Polyamides can be found in ski bindings and in cars or items of clothing. Commercially, they have been made predominantly from crude oil up until now. There are just a few “green” alternatives, such as polyamides based on castor oil.

Bio-based compounds are often significantly more expensive to produce and have therefore only been able to penetrate the market before now if they have had particular properties. A team led by Volker Sieber, professor of the Chemistry of Biogenic Raw Materials at TU Munich, has now developed a completely new polyamide family which can be produced from a byproduct of cellulose production.

The biogenic starting material, (+)-3-carene, is made up of two rings which are fused to one another. The chemists at the TUM and the Fraunhofer Institute for Interfacial Engineering and Biotechnology (IGB) in Straubing have modified one of the rings in such a way that it can be opened up, yielding a long chain of molecules, a polymer.

The second ring remains intact here. In this way, instead of a linear polymer chain like in traditional polyamides, a chain which bears many small rings and other side groups emerges. This gives the polymer completely new functions.

The new polyamides have special properties which make them attractive for many applications. For example, they melt at higher temperatures than the competing crude oil derived products. In addition, the new compounds can be produced transparently as well as in a partially crystalline manner, which increases its later application possibilities using the same starting substance.

“By way of reaction conditions and catalysts during synthesis, we can easily control whether we will obtain a transparent or partially crystalline polyamide in the end,” explains Sieber. “However, the basis for this is offered above all by the specific structure of the bio-based starting material which would be very expensive to obtain from fossil raw materials.”

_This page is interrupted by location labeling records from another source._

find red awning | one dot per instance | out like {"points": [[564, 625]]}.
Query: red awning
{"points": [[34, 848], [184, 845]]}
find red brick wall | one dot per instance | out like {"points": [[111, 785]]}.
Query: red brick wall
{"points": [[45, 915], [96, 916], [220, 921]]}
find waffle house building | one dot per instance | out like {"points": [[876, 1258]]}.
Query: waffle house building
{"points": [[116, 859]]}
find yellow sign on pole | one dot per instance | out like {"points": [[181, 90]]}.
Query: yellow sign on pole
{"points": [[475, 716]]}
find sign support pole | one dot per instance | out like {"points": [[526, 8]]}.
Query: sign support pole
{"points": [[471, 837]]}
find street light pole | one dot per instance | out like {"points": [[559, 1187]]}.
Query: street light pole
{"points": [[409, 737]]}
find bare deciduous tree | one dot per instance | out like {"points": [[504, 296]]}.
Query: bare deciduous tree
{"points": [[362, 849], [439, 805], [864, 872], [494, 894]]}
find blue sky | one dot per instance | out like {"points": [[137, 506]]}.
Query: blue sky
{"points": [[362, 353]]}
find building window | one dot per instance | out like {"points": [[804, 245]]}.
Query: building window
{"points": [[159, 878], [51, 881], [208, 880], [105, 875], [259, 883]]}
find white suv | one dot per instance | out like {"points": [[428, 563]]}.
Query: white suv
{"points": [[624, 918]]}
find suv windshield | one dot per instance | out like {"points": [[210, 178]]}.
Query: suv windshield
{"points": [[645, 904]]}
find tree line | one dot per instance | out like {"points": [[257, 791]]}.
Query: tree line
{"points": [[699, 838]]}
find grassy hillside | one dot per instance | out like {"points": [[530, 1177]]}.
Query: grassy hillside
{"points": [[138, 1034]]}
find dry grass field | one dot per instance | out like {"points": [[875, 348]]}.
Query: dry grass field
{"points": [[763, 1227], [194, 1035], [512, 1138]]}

From an industrial point of view, it is important that the synthesis basically takes place in one reaction container. This “one-pot” process would not just allow a significant reduction in costs, but would also mean a clear increase in sustainability, according to Sieber.

The biogenic starting material (+)-3-carene can be distilled at a high purity and comparatively low cost from the turpentine oil produced as a secondary product in the cellulose industry. Up until now, the turpentine oil was only heated in the cellulose factories. “We use it as a vital starting material for plastics,” says Sieber. “This is an enormous increase in value.”

Sieber points out that with turpentine oil being a side product of the forest industry, in contrary to the use of castor oil, “we are not competing against food production.” The researchers are not yet completely satisfied with the achieved overall yield of the process, this is at 25 per cent by mass.

“Thanks to the simple scalability, the potential for an efficient process is very high,” says Paul Stockmann, whose doctoral thesis at the TUM is based on the findings. At the Fraunhofer IGB, the chemist is now working to establish (+)-3-carene-based polyamides as alternatives to crude-oil-based high-performance polyamides.